El Concello de Vilagarcía tiene un acuerdo con la Chatarrería Dito, de A Laxe, para el desguace de los vehículos abandonados y retirados de las calles por la policía local. Antes de que en esta nave se conviertan en chatarra, pasan por un taller en el se retiran los aceites, los cauchos, las lunas y cualquier otro producto que pueda ser peligroso o contaminante. Luego, ya en la chatarrería, el vehículo se convierte en un amasijo de hierros que luego se empacan en una prensa. Transformado ya en un bloque de hierro, se lleva a una fragmentadora de A Coruña que transforma el automóvil en un centenar de pequeños dados de metal que luego se llevan a la fundición. Es allí donde por fin finaliza el largo proceso que se inició meses antes con la retirada de un vehículo abandonado. Trituran doscientos coches cada día.

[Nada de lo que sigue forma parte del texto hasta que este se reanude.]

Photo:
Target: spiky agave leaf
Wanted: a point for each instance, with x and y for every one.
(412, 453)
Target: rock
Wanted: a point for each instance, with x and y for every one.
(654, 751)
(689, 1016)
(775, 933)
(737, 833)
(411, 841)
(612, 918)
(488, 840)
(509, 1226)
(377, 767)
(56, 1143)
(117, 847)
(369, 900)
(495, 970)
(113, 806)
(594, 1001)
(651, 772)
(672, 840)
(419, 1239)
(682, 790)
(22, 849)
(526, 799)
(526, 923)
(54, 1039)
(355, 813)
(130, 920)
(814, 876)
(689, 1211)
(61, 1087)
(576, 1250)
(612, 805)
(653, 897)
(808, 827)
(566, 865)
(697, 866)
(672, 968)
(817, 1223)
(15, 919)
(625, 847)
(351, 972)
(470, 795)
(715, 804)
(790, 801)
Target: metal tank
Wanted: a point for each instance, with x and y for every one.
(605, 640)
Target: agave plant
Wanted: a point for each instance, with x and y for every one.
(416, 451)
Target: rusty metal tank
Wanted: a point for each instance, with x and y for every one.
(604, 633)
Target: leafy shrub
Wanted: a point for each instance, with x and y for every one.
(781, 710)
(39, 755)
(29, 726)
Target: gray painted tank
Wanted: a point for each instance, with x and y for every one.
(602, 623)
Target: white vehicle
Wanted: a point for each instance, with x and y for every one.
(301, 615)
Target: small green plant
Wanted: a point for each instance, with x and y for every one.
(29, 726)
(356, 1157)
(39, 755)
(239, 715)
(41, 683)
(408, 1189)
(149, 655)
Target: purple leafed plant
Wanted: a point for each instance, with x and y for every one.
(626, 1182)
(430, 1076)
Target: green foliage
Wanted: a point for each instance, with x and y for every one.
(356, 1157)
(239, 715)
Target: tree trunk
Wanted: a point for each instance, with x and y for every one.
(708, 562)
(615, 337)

No hay más que acercarse a la nave de la Chatarrería Dito para percatarse de que se trata de un viejo negocio cada día más en auge. Uno de sus propietarios, Manuel Bueno, lo reconoce: «Hay una demanda muy grande de chatarra; Asia, la India y China están despertando y se lo llevan todo; necesitan materia prima, y no hay minas suficientes para sacar metal. La única solución es reciclar, y aquí se recicla todo».

Puertas metálicas, viejas lavadoras y neveras, los pies de las antiguas máquinas de coser, bañeras, tuberías, rejas oxidadas y hasta embarcaciones se acumulan dentro y fuera de una nave en la que se venden 500 toneladas al mes. Como en cualquier otro mercado, manda la ley de la oferta y la demanda. Y la demanda es hoy en día muy alta, por eso las viejas baterías se venden a 0,48 euros; el kilo de hierro, a 0,16; el cobre, a 3 euros el kilo, y las latas y las gomas, a 0,12 euros. Un sinfín de céntimos que multiplicados por toneladas de material se transforman en mucho dinero.

En la chatarrería trabajan Manuel y su hermano, dos hijos y dos empleados, además de las mujeres en las oficinas. Una empresa familiar que vive de lo que supuestamente ya no sirve y que sin embargo cada día tiene más valor. Y donde se demuestra que los materiales de desecho no se volatilizan solos, como a veces parece.